Василист еще успел увидать накрытый пунцовой юбкой, трясущийся зад Олимпиады, уползавшей через порог. Сестра напоминала ему сейчас собаку с перебитым хребтом. Он заметил кровь на досках крыльца и услышал, как орет с плетня Ставка, упрямо и злобно повторяя:

— Тас-Мирон! Та-ас-Мирон!

Василист предостерегающе подумал: «А ведь я ему должен много. Не выгнал бы меня из дому, как грозил…» Еще больше обозлился и ухватил со злобой Мирона за бороду и поволок его со ступеней крыльца на землю.

Гагушин не пытался сопротивляться. Он даже не закричал. Он только закрыл лицо руками и втянул в плечи свою лысую голову, щербатую от давних болячек. Василист колотил его долго и ожесточенно. Ставка перестал плакать, но все еще продолжал выкрикивать, теперь уже с торжеством и злобной радостью:

— Та-ас-Мирон! Тас-Мирон!

И при каждом ударе Василиста стучал, словно молотом о наковальню, старательно и ровно кулаком о кулак.

Кончив бить Мирона, Василист бросился на помощь к сестре. Та лежала на полу посреди горницы и тихо, изнеможенно всхлипывала. У Василиста вдруг затуманились глаза. Злое лицо его мгновенно сделалось горько-мальчишеским, недоуменным. Он закусил губу, точно боялся расплакаться.

— Не реви, сестрица, не реви…

Казак поднял нелегкую женщину на руки, прижал ее к себе, пачкая руки и белую рубаху о ее кровь, и бережно положил ее на кровать.

— Не реви, Липонька. Все одно никто нас не услышит.
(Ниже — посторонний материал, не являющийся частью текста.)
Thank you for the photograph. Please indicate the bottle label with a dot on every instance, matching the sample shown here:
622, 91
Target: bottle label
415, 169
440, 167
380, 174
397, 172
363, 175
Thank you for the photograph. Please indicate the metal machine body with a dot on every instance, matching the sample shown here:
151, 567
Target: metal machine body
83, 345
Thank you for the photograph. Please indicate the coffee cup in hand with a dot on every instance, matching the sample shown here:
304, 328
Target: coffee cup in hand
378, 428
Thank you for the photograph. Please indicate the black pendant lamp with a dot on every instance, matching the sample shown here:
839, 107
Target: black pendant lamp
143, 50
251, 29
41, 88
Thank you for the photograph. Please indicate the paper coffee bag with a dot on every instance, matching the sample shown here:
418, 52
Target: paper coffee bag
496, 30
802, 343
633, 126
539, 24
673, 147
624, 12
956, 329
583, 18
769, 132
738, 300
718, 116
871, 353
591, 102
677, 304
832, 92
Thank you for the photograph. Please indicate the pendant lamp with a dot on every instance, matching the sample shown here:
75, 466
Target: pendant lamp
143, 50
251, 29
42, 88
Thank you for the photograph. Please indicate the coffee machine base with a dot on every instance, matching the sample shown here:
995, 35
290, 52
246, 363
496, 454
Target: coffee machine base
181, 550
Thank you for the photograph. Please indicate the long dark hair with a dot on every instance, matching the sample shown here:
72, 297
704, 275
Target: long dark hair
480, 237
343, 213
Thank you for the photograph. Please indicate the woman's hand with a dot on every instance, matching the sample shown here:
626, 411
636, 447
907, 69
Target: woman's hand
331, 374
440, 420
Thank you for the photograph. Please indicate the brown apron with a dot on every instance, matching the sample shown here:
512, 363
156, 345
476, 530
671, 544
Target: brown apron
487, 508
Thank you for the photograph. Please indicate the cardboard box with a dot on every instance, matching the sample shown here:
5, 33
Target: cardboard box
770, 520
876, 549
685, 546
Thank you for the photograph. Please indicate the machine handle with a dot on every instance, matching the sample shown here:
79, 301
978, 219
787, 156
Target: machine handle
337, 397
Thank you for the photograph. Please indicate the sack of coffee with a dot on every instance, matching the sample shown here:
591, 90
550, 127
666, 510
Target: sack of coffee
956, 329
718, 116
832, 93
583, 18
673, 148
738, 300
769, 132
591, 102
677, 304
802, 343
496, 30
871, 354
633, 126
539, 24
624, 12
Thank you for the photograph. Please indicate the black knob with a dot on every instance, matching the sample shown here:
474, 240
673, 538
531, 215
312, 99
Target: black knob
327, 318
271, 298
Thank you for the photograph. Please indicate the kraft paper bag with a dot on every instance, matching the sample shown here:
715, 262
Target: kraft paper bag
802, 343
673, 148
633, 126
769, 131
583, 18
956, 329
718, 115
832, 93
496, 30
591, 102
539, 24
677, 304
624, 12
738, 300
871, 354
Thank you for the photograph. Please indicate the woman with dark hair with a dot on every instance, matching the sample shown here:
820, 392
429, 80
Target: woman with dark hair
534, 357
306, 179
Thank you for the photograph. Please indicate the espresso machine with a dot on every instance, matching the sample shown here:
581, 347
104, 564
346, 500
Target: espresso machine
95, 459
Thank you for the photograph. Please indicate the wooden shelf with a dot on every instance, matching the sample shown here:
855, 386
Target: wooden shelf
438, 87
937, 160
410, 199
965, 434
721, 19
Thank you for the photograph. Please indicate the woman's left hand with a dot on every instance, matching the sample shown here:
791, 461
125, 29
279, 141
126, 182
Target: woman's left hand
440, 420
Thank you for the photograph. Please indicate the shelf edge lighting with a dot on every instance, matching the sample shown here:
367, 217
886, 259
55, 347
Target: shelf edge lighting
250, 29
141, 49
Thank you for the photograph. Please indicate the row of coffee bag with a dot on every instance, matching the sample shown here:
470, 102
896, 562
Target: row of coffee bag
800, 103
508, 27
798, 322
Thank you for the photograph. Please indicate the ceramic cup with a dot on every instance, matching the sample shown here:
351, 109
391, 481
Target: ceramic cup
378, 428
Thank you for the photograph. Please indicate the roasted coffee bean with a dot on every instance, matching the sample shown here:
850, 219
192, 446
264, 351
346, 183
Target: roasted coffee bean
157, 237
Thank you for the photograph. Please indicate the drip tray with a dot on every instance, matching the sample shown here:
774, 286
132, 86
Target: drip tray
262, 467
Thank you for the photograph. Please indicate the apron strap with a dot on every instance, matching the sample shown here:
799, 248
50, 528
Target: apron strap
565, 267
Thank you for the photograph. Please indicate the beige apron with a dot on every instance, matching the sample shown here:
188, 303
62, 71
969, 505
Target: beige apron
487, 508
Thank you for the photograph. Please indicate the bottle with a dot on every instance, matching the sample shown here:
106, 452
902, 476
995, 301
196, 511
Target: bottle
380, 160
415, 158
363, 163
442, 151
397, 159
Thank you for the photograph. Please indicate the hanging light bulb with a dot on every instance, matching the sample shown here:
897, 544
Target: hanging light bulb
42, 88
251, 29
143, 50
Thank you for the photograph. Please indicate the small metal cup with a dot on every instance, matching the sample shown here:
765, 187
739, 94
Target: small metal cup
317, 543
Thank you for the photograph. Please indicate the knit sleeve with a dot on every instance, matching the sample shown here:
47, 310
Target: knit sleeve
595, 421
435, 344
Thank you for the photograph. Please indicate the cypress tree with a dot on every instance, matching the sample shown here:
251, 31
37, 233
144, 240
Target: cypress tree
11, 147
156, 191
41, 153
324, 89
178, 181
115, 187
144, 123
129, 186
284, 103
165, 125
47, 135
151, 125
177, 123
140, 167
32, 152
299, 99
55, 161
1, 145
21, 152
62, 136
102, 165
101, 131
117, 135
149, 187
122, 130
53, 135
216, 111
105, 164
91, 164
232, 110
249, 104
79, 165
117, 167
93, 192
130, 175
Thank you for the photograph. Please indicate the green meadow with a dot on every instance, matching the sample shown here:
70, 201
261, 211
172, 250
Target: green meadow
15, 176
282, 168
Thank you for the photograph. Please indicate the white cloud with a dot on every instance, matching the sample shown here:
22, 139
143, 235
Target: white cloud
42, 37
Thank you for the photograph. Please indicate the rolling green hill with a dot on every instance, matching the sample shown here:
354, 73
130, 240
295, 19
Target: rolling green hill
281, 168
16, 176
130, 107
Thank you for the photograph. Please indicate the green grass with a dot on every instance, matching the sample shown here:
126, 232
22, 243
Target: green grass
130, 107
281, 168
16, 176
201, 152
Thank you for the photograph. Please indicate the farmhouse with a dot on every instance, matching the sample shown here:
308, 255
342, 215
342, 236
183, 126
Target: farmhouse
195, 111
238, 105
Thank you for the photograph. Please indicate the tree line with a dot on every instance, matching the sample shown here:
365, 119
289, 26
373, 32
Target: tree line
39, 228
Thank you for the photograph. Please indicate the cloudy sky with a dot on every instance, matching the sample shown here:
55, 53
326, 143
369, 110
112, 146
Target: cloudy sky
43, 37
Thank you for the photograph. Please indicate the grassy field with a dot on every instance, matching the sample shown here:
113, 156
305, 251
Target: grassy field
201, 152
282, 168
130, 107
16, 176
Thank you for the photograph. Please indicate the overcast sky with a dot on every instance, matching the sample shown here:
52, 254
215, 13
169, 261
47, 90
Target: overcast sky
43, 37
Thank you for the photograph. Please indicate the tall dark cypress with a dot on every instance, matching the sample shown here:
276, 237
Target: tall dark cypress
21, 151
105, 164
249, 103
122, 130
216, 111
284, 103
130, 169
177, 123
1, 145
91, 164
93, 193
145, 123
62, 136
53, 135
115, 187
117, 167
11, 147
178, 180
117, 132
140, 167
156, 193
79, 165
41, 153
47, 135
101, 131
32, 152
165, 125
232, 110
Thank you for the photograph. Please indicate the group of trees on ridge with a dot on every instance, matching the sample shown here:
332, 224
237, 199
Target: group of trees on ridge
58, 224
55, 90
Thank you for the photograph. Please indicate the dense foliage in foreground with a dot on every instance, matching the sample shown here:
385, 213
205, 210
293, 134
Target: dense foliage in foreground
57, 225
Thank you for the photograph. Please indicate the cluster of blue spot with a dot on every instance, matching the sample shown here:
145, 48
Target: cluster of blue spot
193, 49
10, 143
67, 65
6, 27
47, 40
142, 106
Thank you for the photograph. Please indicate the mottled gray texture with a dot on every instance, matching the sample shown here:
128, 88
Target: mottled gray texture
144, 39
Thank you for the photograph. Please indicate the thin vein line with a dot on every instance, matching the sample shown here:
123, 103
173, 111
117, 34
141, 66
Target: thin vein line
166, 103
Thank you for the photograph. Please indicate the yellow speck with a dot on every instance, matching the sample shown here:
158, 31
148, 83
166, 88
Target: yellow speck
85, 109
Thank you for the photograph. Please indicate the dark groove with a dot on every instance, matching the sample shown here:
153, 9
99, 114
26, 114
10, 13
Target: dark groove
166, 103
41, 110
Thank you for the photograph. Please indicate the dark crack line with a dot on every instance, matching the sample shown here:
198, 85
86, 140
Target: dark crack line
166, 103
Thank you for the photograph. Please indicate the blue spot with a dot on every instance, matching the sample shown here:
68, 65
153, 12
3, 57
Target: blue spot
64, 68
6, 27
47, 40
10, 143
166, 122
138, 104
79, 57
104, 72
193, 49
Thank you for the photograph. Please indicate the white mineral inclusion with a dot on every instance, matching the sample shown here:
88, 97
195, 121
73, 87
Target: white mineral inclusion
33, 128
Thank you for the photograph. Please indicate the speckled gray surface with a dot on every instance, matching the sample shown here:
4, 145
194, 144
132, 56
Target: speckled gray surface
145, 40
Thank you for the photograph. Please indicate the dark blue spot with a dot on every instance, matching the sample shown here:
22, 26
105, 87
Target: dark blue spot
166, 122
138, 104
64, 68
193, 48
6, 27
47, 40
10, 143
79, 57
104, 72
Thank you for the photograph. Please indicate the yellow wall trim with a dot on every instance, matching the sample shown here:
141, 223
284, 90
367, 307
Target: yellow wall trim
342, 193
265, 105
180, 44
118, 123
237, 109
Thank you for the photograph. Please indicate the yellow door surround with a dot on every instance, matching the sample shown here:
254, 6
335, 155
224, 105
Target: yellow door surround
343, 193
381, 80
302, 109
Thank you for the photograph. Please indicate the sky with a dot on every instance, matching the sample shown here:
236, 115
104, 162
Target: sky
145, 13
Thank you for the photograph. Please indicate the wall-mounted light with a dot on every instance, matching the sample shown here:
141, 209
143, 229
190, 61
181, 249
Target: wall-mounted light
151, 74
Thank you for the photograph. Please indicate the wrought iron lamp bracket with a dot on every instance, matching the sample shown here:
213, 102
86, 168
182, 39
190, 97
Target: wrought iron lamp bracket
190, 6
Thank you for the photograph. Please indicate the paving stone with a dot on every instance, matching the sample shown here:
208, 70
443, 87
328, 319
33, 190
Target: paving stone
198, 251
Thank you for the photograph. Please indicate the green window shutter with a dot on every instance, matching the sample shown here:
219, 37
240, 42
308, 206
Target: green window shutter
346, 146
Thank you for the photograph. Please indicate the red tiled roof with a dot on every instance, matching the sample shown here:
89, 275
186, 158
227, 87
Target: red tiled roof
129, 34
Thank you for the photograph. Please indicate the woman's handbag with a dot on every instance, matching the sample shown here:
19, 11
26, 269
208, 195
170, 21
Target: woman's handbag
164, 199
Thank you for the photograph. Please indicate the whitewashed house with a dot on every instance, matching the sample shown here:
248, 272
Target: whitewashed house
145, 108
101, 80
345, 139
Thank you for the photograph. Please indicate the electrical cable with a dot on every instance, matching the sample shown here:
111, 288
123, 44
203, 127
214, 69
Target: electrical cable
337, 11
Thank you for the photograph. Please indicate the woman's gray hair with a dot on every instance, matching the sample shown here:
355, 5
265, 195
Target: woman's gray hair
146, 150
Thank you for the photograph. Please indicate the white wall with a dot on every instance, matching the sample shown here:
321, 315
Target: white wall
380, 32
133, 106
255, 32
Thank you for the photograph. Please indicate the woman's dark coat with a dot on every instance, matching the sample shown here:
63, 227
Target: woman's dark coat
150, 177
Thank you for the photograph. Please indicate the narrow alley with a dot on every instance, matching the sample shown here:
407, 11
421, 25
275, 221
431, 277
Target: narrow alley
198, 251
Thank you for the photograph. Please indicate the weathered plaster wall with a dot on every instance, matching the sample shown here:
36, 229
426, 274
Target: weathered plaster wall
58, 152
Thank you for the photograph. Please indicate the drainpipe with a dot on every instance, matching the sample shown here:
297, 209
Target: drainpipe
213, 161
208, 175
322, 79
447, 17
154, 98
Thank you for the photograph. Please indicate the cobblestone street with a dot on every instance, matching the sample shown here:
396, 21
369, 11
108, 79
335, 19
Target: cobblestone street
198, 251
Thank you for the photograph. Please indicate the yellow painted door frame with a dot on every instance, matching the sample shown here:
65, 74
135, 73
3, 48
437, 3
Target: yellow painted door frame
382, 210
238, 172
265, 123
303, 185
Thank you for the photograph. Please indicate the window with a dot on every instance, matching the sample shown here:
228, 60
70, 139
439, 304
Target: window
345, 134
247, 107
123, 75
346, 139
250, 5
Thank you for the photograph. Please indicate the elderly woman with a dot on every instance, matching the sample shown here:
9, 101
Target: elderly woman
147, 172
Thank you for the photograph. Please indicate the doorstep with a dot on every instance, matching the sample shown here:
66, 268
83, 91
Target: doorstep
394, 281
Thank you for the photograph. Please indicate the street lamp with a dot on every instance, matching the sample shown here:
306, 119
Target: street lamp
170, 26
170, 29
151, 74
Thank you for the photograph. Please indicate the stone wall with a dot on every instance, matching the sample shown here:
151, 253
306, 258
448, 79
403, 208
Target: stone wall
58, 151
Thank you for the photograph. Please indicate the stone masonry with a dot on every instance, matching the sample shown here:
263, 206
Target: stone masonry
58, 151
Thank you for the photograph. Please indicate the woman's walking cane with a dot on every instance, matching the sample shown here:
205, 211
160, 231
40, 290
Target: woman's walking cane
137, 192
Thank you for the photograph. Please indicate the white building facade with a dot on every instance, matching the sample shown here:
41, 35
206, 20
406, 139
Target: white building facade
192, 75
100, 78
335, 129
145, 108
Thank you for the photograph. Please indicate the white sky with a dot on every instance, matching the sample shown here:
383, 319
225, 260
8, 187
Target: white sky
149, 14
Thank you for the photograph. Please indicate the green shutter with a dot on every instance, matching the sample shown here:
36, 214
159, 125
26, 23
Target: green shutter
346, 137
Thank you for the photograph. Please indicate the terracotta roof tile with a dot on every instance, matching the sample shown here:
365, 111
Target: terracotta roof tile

Казак вдруг как-то странно всхлипнул, точно залаял, и выговорил невнятно и глухо:

— Эх, жизнь, горькая ты назолушка!

18

С самого утра ребята своею беготней, веселым гомоном, предвещали какие-то особые события. Впрочем, по их играм можно было угадать, к чему готовится поселок. Казачата бежали на перегонки в степь, брыкались, ржали и ликовали от вида степных просторов, от радостных предчувствий предстоящего зрелища.

Время близилось к полудню. На улицах показались участники бегов. Первым выехал в степь Кирилл Вязов на своей молочно-сивой тройке. Он ехал по улице тихим шагом, и лошади от нетерпения плясали на месте, поднимая белую дымку пыли. Становилось душно и жарко. Бега нарочно были назначены в самый полдень. Помимо резвости надо было испытать и выносливость лошадей, а то, не дай бог, кони пристанут посреди песчаной дороги. Тогда позору не оберешься. Несмываемым пятном он ляжет на все войско.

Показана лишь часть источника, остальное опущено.